So, first year EE student, and I just learned about op-amps. I understand the ideal model, and know how to analyze them, and understand the idea behind them/the circuit that we were shown that is inside them. Except, that's not the real circuit, it has a dependent source. My question is, what is actually inside an op-amp? If we were to replace the dependent source with real sources, what would we see? (I guess this is also more of a question about 'What are dependent sources, really?'). I have searched everywhere, and I always find the same answer 'Dependent sources are useful tools to model a circuit'. But what are they really?
Here is a $35 kit you can make, which ends up being the equivalent of a 741 op-amp using discrete 13 2N3904 and 7 2N3906 transistors. It has eight binding posts representing the eight pins of the device.
Here is a link to the datasheet, which includes the schematic for the kit (shown below) and a BOM.
Compare that to a "real" 741 out of the TI datasheet:
They are virtually the same, even down to the resistor values.
"Dependent sources are useful tools to model a circuit'. But what are they really?"
Regarding "dependent sources": We discriminate between four different controllable (dependent) sources:
Voltage-controlled voltage source (VCVS), Current-controlled voltage source (CCVS), Voltage-controlled current source (VCCS) and current-controlled current source (CCCS).
Transistors (bipolar and FET): VCCS
Operational amplifier: VCVS
Operational transconductance amplifier (OTA): VCCS
Current conveyor (second generation, CCII): CCCS.
In reality, all dependent sources are non-ideal (finite input and output impedances, frequency-dependent). That means: Real dependent sources can be modelled using ideal dependent sources in conjunction with "parasitic" elements (resistors, capacitors)
Other answers have suggested looking at the implementation of real op-amps like a 741, but from a perspective of learning how they work, the best way to start is with a simplified system. The core of an op-amp is long-tailed pair. This can be built and operated or analysed in isolation to the rest of an op-amp, and provides the basic fundamentals of what an op-amp is. Looking at the 741 schematic, note that the transistor pairs (Q1,Q3) and (Q2,Q4) are substituting for the single transistors Q1 and Q2 in the diagram on wikipedia.
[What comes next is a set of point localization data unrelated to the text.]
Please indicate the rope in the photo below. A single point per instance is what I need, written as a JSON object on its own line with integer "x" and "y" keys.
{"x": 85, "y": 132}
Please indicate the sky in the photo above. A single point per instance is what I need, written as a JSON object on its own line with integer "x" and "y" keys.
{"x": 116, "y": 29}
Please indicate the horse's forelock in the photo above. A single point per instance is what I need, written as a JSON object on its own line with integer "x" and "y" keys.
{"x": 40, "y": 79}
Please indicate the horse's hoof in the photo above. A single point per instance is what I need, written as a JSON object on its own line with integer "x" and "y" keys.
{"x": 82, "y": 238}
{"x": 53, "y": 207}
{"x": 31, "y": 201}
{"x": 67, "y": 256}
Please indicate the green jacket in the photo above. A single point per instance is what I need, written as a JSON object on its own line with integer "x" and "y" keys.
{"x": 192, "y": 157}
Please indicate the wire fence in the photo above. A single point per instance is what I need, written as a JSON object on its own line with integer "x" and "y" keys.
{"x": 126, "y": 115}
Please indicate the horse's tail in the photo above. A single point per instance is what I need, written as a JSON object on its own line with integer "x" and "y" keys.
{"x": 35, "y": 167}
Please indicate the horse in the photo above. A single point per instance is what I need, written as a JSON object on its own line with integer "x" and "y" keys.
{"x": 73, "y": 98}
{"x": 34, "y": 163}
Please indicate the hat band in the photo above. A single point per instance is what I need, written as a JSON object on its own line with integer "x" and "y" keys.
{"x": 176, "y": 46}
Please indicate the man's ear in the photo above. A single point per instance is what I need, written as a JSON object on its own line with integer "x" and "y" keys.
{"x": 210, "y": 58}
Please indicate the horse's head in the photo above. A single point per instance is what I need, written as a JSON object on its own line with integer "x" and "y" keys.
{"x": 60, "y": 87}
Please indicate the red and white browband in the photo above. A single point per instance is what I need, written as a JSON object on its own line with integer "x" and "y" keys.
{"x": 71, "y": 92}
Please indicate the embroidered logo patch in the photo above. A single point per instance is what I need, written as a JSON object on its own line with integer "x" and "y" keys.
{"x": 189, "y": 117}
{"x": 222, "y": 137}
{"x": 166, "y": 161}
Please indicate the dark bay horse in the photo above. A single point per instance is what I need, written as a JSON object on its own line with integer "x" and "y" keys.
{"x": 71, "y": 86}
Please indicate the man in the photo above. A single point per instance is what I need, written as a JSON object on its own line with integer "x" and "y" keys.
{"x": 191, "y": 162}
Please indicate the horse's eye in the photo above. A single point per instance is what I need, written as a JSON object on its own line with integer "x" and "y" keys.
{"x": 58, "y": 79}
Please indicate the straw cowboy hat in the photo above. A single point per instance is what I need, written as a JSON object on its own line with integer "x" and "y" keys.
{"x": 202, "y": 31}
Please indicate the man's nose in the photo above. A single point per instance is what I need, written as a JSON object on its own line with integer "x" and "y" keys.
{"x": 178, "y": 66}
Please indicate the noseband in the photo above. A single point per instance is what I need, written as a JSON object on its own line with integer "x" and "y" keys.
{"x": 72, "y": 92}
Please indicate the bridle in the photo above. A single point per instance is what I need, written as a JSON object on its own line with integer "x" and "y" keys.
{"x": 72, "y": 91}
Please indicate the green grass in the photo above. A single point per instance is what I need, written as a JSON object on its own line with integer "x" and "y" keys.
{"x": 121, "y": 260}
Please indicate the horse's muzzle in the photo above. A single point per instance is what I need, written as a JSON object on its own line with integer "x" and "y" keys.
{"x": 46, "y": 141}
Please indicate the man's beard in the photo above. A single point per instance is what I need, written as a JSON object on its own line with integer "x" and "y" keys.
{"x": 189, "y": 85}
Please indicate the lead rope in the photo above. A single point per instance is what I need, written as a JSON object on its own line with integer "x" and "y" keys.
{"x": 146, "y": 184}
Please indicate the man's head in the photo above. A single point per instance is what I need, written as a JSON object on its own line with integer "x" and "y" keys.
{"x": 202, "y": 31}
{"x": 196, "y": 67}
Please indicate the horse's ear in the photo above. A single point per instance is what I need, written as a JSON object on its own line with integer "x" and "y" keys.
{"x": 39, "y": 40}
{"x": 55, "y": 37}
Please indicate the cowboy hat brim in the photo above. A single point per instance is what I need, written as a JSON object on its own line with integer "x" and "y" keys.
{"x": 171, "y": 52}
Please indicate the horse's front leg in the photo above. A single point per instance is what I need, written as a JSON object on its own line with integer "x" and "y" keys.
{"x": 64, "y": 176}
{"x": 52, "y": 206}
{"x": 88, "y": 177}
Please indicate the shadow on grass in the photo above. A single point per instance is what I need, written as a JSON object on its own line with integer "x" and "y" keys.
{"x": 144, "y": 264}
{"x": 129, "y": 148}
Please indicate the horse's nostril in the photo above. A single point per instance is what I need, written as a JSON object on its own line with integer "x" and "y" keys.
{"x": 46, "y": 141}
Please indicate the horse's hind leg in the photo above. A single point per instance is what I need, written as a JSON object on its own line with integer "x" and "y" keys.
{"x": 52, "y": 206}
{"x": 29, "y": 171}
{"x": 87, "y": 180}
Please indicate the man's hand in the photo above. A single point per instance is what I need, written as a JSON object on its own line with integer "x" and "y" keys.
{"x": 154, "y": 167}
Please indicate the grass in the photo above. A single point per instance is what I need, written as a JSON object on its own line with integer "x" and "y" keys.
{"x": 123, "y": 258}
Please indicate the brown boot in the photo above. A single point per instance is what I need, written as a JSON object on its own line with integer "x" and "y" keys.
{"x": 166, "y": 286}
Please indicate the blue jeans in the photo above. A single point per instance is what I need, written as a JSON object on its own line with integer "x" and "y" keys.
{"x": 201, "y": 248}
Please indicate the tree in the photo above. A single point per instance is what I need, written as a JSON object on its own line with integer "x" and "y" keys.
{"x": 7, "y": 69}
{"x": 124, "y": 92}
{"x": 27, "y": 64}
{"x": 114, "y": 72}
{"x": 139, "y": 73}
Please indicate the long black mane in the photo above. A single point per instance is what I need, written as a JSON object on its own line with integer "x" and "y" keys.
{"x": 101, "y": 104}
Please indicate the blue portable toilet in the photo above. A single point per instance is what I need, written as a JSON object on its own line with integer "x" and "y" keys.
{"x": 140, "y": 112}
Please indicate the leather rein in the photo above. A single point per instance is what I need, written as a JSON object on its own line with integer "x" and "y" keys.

The resistors in the wikipedia circuit are subsituted with transistors to allow the behaviour of that core amplifier to be optimized. The rest of the 741 circuitry is basically designed to improve on the response of this amplifier (removing offsets, increasing gain, improving frequency response, etc), and isn't strictly necessary to do the basic job.
Search for 'LM709 schematic', or 'LM 741 schematic'. Those were some of the first opamps available and have reasonably simple schematics. Modern opamps are based on similar principles, but generally have more complex circuits (because transistors are much cheaper now, and performance requirements keep increasing).
On the web sites of chip manufacturers you may find extensive documentation on most IC's, including the opamps that you actually use in your electronics lab. Such documentation often include the schematic diagram. Especially for opamp chips.